Os textos deverão ser padronizados da seguinte forma (conforme arquivo modelo):

  1. Arquivo em formato .doc ou .docx;
  2. Arquivo nomeado da seguinte forma: NOME_SOBRENOME_DATADEENVIO.doc
  3. Espaçamento entre linhas 2, formato A4, fonte Arial, tamanho 10;
  4. Título e title destacados em negrito, em fonte Arial ,tamanho 14;
  5. Autor destacado em negrito, fonte Arial, tamanho 10;
  6. Subtítulos destacados em negrito (com espaço entre linhas adicional antes), fonte Arial tamanho 10;
  7. Destaques ao longo do texto devem ser feitos em itálico;
  8. Notas de rodapé em fonte Arial, tamanho 9, e numeradas em sequência.
  9. As citações referenciais não vão em nota de rodapé, devendo ser identificadas (entre parênteses) no texto, logo após o trecho citado, colocando o sobrenome do autor (com todas as letras em maiúsculo), o ano e, quando necessário, a página.Exemplos:
    • Um autor: (WENTH, 1998, p. 12);
    • Dois autores: (LAMARE; SOARES, 1990, p. 134-135);
    • Três ou mais autores: (HARRIS et al, 1998, p. 26).
  10. Citações com mais de quatro linhas deverão vir em parágrafo específico, com recuo de 4 cm, em espaçamento 1, tamanho de fonte 10 e espaço simples antes e depois das citações. Não usar Idem ou Ibidem.
  11. A lista de referências bibliográficas deve estar em ordem alfabética, de acordo com as normas ABNT (6023 e 10520).Exemplos:
    • Formato para livros:
      CALDWELL, J. T. Televisuality: style, crisis, and authority in American television. New Jersey: Rutgers, 1995. (Subtítulo em minúscula e depois de dois pontos, sem itálico.
      – Prenomes dos autores abreviados; maiúscula apenas na primeira letra do título; não utilizar prenomes em editoras, desde que isso não comprometa a identificação).
    • Formato para teses e dissertações:
      MUANIS, F. As metaimagens na televisão contemporânea: as vinhetas da Rede Globo e MTV. Tese (Doutorado) – Universidade Federal de Minas Gerais, Belo Horizonte, 2010.

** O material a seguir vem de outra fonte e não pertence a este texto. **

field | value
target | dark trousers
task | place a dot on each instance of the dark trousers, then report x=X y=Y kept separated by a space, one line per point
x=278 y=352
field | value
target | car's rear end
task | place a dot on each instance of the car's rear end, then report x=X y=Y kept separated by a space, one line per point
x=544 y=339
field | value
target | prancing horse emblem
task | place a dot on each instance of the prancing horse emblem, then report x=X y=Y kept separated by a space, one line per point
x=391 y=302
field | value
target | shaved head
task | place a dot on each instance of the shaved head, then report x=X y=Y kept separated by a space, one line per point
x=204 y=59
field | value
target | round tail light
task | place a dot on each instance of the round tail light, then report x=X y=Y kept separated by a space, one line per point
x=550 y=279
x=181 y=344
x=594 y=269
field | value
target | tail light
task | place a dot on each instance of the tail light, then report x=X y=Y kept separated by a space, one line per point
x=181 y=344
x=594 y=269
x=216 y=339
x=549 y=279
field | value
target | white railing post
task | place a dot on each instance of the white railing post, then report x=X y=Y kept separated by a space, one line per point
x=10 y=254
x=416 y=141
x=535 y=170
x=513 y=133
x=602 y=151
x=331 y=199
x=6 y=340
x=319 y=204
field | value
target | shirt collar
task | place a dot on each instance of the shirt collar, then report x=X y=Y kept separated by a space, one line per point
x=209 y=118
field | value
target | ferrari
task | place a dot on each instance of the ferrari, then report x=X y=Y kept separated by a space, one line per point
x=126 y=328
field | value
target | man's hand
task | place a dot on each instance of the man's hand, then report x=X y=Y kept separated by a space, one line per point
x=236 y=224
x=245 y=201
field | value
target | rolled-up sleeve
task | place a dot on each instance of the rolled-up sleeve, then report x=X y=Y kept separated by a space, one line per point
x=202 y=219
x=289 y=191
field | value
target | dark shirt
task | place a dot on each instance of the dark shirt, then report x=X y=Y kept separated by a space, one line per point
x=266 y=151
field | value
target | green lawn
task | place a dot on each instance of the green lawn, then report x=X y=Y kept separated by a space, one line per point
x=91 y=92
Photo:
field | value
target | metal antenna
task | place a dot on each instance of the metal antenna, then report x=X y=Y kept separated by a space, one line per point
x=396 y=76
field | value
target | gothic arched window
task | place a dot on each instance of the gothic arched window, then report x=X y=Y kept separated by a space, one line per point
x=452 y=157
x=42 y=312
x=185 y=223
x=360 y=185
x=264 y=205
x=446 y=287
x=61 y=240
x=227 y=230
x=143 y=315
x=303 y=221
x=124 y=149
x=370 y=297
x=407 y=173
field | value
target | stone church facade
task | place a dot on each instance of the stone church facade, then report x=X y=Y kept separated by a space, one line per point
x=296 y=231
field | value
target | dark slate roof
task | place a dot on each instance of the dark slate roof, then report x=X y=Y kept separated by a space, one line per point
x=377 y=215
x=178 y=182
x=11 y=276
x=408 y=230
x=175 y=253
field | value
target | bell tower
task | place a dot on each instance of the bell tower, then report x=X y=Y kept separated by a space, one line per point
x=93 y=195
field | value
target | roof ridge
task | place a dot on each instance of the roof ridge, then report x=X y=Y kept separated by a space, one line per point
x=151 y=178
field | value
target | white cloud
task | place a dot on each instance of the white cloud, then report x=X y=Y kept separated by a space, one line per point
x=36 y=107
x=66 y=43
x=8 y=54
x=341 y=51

    • Formato para artigos:
      PAIVA, S. “A propósito do gênero road movie no Brasil: um romance, uma série de TV e um filme de estrada”. Rumores:, São Paulo, v. 1, n. 6, set.-dez. 2009.
    • Formato para trabalhos apresentados em eventos:
      REGUILLO, R. “El lenguaje e los narcos”. In: SEMINARIO NARCOTRÁFICO Y VIOLENCIA EN CIUDADES DE AMÉRICA LATINA: retos para un nuevo periodismo, 2009, México. Anais eletrônicos:… México: FNPI, 2009. Disponível em: . Acesso em: 15 ago. 2011.

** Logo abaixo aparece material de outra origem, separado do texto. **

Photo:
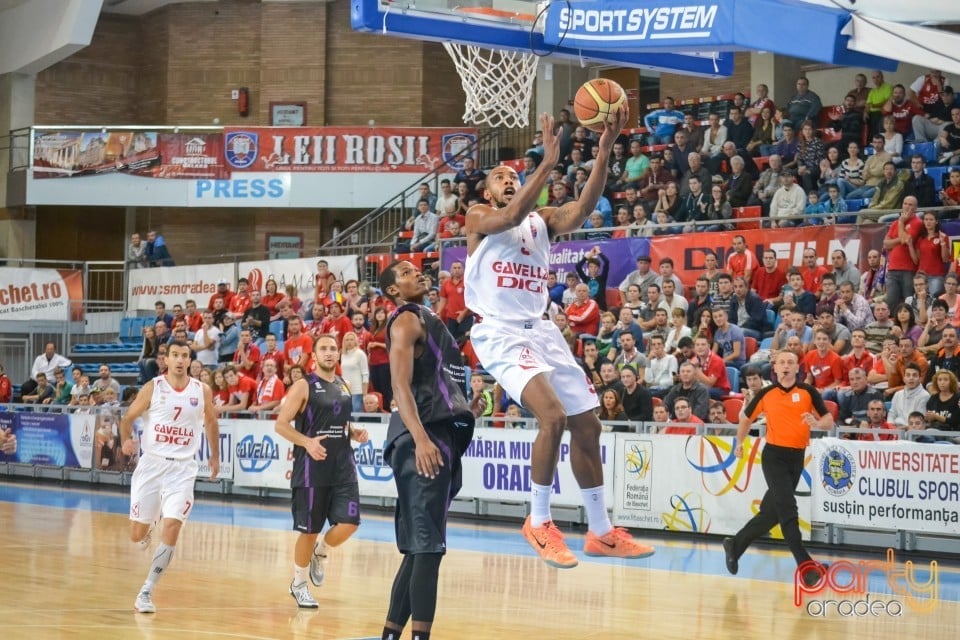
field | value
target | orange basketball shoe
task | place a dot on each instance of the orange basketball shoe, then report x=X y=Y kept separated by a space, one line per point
x=548 y=542
x=617 y=543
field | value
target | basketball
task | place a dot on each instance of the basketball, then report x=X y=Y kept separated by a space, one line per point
x=597 y=102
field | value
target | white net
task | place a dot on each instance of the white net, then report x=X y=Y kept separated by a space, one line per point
x=498 y=84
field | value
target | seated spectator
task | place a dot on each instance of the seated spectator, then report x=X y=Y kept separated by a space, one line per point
x=823 y=365
x=876 y=419
x=854 y=400
x=910 y=399
x=611 y=409
x=943 y=407
x=684 y=423
x=158 y=255
x=711 y=370
x=787 y=203
x=688 y=387
x=42 y=392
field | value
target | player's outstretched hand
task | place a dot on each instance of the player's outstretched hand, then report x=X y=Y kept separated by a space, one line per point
x=611 y=130
x=316 y=450
x=129 y=447
x=429 y=459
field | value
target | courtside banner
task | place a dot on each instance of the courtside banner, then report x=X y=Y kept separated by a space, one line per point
x=693 y=484
x=689 y=249
x=176 y=285
x=40 y=294
x=82 y=429
x=344 y=149
x=42 y=439
x=374 y=475
x=261 y=458
x=496 y=466
x=227 y=453
x=898 y=485
x=300 y=272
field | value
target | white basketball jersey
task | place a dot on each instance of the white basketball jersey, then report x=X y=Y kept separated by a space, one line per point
x=506 y=277
x=174 y=421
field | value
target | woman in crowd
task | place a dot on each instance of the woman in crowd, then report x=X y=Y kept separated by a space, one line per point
x=354 y=369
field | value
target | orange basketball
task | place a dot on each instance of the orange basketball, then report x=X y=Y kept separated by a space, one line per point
x=597 y=102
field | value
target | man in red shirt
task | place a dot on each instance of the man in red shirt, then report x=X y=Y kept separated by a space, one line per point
x=247 y=356
x=242 y=390
x=270 y=390
x=812 y=272
x=824 y=367
x=223 y=292
x=194 y=319
x=769 y=280
x=583 y=314
x=902 y=257
x=684 y=417
x=298 y=348
x=711 y=370
x=336 y=323
x=742 y=261
x=452 y=309
x=270 y=352
x=240 y=301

  12. Caso o trabalho contenha imagens, quadros ou tabelas, é necessário incluí-los ao longo do texto, de modo compatível com o arquivo. As legendas devem estar imediatamente abaixo das figuras e dos gráficos e os títulos imediatamente acima dos quadros e das tabelas. Todos deverão estar numerados consecutivamente, em arábico. De acordo com a lei de direitos autorais, as fotos e os desenhos devem vir acompanhados dos nomes de seus autores.